2159 - Real Time Target Tracking and Radiation Therapy Adaptation with SCINTIX

Purpose/Objective(s): The SCINTIX algorithm performs real-time tracking and adaptation of radiation therapy (RT) based on PET active targets. However, RT does not only treat PET-active regions but also includes surrounding tissue to account for subclinical disease (CTV) and spatial uncertainty (PTV). Furthermore, tumors have differential PET-activity and only certain regions of target volumes may meet the SCINTIX signal-to-noise criteria. This study evaluated planning, delivery, tracking, and plan adaptation for large PTVs with small PET-active GTVs.

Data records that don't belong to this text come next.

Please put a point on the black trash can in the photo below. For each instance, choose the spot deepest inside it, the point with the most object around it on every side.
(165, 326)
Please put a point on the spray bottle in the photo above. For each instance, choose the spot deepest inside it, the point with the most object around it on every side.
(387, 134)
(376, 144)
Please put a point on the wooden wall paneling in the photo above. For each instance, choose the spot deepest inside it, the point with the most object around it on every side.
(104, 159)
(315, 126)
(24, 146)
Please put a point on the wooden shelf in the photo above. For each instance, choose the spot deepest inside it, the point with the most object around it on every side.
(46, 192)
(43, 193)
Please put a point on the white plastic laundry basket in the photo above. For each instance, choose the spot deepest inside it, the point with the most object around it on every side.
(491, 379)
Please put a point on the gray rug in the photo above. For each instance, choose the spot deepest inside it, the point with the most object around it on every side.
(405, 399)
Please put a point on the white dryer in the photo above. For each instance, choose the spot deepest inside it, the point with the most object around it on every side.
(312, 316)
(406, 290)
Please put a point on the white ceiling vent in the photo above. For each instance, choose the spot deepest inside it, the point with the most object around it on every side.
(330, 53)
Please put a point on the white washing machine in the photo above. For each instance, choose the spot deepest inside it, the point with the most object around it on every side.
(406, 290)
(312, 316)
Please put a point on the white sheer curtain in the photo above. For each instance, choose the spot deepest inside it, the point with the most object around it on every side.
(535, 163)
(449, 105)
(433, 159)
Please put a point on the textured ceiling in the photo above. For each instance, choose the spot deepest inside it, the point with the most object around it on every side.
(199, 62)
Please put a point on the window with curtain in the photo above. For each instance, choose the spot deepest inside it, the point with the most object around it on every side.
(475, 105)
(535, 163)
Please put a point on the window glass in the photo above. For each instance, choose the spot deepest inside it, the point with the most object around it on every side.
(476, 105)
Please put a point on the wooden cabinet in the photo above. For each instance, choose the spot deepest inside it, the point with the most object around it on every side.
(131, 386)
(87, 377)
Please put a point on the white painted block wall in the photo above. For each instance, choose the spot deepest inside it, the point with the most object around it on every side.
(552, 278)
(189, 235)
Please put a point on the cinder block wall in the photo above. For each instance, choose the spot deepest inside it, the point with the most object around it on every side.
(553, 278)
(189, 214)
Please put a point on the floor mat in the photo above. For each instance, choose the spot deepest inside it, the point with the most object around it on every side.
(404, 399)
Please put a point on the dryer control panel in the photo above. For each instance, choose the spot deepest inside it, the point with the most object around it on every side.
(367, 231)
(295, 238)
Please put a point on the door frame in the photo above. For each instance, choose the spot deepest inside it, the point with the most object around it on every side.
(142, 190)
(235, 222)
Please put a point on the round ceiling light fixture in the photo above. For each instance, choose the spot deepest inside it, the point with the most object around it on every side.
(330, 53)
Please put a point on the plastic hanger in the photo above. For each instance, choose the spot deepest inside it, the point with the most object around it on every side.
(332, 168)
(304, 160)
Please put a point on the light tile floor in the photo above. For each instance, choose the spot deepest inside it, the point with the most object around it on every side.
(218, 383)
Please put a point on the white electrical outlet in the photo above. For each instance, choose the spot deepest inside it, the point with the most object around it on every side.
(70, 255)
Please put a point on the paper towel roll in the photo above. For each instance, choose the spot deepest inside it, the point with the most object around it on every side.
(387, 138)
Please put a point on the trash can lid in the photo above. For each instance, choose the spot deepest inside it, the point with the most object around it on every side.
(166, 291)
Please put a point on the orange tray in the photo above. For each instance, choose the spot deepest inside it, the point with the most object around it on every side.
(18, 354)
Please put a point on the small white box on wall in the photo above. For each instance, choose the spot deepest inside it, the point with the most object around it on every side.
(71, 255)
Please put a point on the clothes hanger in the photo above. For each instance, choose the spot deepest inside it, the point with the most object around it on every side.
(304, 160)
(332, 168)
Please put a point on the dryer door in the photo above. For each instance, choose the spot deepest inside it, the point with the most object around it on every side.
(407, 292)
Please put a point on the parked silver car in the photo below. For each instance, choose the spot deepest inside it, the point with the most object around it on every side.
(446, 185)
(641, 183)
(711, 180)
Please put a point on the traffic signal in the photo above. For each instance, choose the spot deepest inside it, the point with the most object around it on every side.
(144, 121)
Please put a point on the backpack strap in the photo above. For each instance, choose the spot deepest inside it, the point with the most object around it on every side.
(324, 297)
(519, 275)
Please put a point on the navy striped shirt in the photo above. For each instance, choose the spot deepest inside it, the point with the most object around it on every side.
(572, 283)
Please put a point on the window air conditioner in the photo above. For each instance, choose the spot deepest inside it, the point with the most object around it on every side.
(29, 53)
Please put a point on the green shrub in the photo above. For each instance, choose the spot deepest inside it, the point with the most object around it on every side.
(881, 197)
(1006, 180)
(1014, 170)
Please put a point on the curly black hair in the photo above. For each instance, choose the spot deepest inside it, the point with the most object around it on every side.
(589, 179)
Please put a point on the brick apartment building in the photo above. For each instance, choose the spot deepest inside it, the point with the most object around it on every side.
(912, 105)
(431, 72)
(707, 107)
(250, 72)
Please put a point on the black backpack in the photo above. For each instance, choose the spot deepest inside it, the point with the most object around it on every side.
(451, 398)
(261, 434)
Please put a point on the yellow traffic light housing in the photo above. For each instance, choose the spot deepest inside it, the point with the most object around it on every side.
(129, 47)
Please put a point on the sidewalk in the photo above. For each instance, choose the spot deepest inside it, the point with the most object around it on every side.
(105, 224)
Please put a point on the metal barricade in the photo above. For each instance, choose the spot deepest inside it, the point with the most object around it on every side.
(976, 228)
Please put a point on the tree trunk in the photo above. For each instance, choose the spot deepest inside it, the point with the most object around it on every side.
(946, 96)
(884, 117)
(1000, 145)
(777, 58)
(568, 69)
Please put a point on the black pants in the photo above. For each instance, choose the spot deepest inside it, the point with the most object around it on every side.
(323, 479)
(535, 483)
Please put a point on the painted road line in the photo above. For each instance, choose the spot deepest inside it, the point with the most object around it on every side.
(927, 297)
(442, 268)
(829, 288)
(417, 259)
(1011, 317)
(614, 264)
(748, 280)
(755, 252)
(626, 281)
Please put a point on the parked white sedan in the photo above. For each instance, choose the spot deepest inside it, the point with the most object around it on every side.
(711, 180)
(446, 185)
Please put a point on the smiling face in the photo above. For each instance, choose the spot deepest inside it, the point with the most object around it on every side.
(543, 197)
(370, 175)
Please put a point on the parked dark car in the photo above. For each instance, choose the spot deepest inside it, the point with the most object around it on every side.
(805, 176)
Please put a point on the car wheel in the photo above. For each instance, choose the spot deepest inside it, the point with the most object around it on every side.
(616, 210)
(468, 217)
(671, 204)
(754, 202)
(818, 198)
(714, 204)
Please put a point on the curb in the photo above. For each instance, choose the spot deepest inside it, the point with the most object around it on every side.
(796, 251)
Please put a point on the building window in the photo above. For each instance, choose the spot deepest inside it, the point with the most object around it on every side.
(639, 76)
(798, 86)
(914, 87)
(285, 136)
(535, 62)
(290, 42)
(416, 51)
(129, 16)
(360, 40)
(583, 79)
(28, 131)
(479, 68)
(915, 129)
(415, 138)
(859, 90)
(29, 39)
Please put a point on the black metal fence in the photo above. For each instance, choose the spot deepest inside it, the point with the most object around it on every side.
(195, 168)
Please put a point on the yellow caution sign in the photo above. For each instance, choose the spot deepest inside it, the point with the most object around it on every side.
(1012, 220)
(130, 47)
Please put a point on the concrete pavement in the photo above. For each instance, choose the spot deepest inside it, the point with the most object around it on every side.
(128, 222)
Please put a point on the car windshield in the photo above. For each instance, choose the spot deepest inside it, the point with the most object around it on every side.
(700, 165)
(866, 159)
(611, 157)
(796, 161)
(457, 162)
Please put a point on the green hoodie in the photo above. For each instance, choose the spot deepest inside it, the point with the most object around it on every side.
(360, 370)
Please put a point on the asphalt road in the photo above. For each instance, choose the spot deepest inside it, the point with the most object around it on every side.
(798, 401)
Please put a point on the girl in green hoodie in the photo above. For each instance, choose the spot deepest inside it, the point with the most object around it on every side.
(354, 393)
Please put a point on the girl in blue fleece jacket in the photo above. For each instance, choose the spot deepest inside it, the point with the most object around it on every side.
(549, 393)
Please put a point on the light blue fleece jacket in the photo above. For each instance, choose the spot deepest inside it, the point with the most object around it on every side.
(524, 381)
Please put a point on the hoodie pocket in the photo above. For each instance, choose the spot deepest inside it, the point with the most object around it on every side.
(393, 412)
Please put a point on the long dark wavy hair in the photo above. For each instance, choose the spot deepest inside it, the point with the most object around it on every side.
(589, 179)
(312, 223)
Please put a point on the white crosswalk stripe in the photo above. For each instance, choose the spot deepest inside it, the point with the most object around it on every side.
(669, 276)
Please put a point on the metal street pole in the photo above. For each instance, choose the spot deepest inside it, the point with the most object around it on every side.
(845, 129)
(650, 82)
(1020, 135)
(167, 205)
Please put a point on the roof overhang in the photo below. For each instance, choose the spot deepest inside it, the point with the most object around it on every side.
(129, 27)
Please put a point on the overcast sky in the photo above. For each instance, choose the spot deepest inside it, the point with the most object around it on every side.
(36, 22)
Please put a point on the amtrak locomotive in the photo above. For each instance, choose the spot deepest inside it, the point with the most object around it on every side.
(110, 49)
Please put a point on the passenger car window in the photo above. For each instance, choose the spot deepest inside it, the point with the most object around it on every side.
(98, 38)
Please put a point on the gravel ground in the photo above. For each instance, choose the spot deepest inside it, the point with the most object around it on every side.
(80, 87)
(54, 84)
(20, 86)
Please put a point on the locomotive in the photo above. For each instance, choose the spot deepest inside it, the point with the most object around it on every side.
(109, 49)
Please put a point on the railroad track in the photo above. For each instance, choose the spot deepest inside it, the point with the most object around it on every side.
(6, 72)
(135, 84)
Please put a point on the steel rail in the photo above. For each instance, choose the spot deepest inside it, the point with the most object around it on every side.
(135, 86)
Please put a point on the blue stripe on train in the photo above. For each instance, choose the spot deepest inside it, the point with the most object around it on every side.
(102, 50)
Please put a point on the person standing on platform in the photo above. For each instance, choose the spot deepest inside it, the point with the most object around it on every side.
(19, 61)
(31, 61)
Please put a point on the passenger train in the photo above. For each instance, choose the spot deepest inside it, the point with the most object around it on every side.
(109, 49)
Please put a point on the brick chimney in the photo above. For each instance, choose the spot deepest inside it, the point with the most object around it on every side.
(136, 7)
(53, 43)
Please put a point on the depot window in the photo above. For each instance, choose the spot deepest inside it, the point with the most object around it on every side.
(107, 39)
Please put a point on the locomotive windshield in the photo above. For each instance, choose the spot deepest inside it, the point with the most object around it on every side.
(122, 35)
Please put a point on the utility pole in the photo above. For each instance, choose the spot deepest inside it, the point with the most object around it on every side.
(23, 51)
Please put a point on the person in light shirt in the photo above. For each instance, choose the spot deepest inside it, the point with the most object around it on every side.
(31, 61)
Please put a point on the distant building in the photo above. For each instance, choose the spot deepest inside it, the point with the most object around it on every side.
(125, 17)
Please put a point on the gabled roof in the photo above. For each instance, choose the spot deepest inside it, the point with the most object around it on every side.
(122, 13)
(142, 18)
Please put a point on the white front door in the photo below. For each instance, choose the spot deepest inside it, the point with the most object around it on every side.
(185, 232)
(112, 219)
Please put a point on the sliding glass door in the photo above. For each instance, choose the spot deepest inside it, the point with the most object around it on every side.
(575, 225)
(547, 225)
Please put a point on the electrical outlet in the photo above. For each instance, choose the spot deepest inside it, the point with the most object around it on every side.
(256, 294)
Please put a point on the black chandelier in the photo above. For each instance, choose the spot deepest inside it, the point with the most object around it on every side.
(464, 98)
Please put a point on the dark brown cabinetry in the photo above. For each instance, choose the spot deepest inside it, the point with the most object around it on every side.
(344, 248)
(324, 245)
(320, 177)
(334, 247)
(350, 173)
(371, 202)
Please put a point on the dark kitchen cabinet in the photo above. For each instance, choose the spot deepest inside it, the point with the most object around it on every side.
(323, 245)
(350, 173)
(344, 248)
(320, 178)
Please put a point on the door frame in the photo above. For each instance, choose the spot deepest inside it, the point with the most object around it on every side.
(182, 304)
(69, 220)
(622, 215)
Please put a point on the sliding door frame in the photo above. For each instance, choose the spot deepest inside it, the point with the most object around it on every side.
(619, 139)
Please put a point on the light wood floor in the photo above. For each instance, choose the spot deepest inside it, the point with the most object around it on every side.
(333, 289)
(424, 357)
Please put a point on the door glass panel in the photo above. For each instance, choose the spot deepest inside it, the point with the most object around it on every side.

Materials/Methods: A point source embedded in the patient-specific quality assurance (PSQA) phantom on a motion platform was used to evaluate plan quality, delivered plan dosimetry, real-time PET tracking, and real-time plan adaptation for various PTV expansions of the PET-active region. PTVs ranging from 45-864 cc corresponding to PET-active GTV expansions up to 70 mm were evaluated. Planning indices including 100% dose to PTV (V100) and PTV Heterogeneity Index (HI) were constrained to =95% and =125%. Conformity Indices CI100 and CI50 were evaluated. Plan delivery and tracking were evaluated for all plans which met the V100 and HI constraints, and plan adaptation was evaluated for a subset of plans based on the real-time tracking results. The biological tracking zone (BTZ) was defined as PTV expansions of 3 and 10 mm (PTV+3mm and PTV+10mm) to evaluate real time tracking and plan adaptation in different intra-fraction motion scenarios.

Results: All plans with superior-inferior (SI) dimension <5 cm met V100>95% and HI<125% with BTZ of PTV+3mm. CI ranged from 1.04-1.33 for PTV volumes ranging up to 462 cc planned in this plan set. Increasing BTZ to PTV+10mm and SI dimensions to >5cm led to worse plan quality. Tracking and plan adaptation revealed two ways to utilize the current SCINTIX BgRT technology: (1) real-time tracking without adaptation or (2) real-time tracking w/ adaptation. Real-time tracking without adaptation utilizes a small BTZ expansion of the PTV (or BTZ=PTV) and can detect motion <=3mm. In this case, by using tight margins, the RefleXion system becomes more sensitive to intra-fraction motion and produces improved plan quality and delivery metrics. In testing this scenario with motion =3 mm, the system reliably interrupted treatment, required re-imaging, and continued with successful delivery. By expanding BTZ, the system will adapt treatment in real time if intra-fraction motion is detected. Delivered dose was accurately verified with up to 8 mm shifts mid treatment.

Conclusion: This study validated BgRT treatment planning, tracking, and delivery for varying PTV sizes and intra-fraction motion. Our results indicate real-time tracking and real-time adaptation can be controlled via BTZ design. Large BTZ and SI dimensions >5cm may not be desirable in high precision delivery.